According to the Institute for Women in Music, moments like this are common. Women musicians are often subject to subtle but persistent challenges to their autonomy, especially in male-dominated settings. These interactions don’t just affect confidence; they shape how women learn, lead, and teach music.

That’s why Daisy teaches the way she does now. She has many private students, the majority of them young women. While teaching a lesson, she notices one of her students checking out. Her eyes are glazed, her grip is weak, her posture is slouched. Daisy knew the young girl’s busy schedule: school, sports, homework, and now drum lessons. It was too much. It took the fun out of the music. She thought about what it might have meant, back when she was younger, to have someone notice the burn out, and not correct her form, but shift the approach.

“Let’s work on dynamic control,” Daisy said, switching gears.
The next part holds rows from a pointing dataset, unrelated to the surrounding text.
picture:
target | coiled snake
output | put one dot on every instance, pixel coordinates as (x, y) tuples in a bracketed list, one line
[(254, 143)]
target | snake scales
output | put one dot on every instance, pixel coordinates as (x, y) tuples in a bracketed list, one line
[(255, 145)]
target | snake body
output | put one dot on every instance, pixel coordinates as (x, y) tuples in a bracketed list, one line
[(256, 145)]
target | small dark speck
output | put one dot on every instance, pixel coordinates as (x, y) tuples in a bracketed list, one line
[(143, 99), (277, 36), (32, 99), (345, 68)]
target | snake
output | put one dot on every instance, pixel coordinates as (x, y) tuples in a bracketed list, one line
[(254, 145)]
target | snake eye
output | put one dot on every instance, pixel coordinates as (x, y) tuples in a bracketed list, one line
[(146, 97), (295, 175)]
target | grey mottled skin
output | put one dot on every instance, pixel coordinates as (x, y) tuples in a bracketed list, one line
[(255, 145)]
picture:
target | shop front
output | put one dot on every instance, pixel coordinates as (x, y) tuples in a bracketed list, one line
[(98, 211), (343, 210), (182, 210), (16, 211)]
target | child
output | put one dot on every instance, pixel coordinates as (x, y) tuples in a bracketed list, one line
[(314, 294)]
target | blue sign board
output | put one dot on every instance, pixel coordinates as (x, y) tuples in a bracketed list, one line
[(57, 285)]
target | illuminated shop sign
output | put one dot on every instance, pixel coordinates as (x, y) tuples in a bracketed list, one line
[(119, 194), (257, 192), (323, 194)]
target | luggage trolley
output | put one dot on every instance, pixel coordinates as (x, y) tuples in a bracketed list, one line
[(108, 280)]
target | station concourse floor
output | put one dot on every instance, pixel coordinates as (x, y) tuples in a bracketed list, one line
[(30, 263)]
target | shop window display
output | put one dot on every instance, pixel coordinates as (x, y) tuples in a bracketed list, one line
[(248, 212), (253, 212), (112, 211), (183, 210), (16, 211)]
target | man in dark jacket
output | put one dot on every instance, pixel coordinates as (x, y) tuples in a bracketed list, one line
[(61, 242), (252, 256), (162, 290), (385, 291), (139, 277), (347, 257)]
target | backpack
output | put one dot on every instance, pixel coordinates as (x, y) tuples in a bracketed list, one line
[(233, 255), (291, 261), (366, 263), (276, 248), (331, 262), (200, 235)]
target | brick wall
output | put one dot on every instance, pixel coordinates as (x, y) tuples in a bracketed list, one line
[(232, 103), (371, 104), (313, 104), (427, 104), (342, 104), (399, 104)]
They tossed out the technique and warm-ups, and spent the lesson playing songs the girl actually liked. Daisy didn’t nitpick her technique. Instead, she shouted encouragement between songs: “Hit harder! Hit harder!” The girl began to come alive. Her spine straightened. Her arms moved with intent. She started playing like she meant it, and had a blast in the process.

Studies in music education have found that encouragement from mentors, especially those who validate expression over perfection, significantly increases a young musician’s confidence and long-term engagement with music. This effect is even more pronounced in young girls, who often drop out of music programs when they don’t see themselves represented or feel supported. Daisy wasn’t just teaching rhythm, she was un-teaching silence. Giving the girl room to be loud, to release, and to take up space without apology. Moments like these remind Daisy why she’d stuck with it. Why she kept playing even when it was hard, when it felt like there wasn’t space for her.
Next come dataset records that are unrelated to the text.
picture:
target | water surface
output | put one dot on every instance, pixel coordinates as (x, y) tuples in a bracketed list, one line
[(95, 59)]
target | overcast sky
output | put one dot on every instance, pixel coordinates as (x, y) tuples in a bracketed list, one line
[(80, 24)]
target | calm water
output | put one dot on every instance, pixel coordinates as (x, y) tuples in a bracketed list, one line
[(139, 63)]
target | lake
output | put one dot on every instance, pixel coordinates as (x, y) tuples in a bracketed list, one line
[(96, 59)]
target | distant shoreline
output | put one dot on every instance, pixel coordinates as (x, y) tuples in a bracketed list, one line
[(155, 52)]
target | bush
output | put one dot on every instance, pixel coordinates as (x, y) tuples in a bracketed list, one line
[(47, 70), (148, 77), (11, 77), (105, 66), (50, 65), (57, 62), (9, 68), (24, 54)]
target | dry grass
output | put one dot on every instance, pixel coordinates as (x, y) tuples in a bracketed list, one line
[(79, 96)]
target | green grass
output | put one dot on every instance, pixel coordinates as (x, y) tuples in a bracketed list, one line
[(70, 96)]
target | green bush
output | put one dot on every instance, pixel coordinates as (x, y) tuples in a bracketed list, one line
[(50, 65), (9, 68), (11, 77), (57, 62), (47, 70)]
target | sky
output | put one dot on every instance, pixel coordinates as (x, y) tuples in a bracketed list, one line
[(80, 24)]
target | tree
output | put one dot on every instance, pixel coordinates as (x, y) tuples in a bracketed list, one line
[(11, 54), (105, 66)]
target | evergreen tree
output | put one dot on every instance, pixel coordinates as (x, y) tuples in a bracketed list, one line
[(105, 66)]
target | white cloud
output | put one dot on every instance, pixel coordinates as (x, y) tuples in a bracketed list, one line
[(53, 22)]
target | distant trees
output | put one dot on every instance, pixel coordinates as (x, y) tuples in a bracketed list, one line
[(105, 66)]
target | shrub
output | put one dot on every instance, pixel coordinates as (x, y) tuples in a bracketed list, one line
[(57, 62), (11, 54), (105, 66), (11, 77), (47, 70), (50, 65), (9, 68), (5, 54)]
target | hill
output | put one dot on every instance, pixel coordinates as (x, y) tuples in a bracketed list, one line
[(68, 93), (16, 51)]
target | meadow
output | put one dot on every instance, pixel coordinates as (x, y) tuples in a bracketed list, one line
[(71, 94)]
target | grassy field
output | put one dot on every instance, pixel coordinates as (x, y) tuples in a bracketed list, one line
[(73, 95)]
Two stages faced each other, volleying sets back and forth like a conversation. As Women In Peril stepped off stage, sweaty and breathless, the next band on the opposing stage was already kicking off their set, while the third group scrambled to set up gear on the first stage. It was a frenzy. Amps being unplugged, gear getting kicked aside, cables tangled underfoot. Daisy was flustered, rushing to pack up her drum kit as bodies moved in all directions. She could see her breath as she hauled the last of her gear to her car. The night air was sharp and cold; the chill hit her like a slap. her skin still burning from the heat of the stage lights and the adrenaline of the set. She felt blissful and wired, unsure whether the set had been great or not, buzzing with the memory of what just happened, as if it wasn’t even real.

Her family had come. That almost never happened. Seeing them see her—really see her—meant everything. This wasn’t just another gig at some bar. It was a reminder of how far she’d come, and why she stayed with it. She was glad they saw her like this: sweaty, glowing, and entirely in her element. Glad they saw her taking up space. Because that’s what she’s always been doing. Whether behind the kit, in a rehearsal room, or teaching a young girl to hit hard. She kept going, not just for herself, but for every girl who might one day need to be told that loud is beautiful, and power is something you don’t have to apologize for or be afraid of.

That cold night air, gear stowed, heart racing, Daisy knew: this was the life she had built. It was all worth it.

Born in Weymouth, Massachusetts, in 2003, Maxum began playing drums at age six. After moving to Missoula, Montana in 2013, she immersed herself in percussion through school, performing with several bands, teaching, and studying percussion at the University of Montana. In 2025, after returning home to Massachusetts to grow as both an artist and person, she began studying at Berklee College of Music.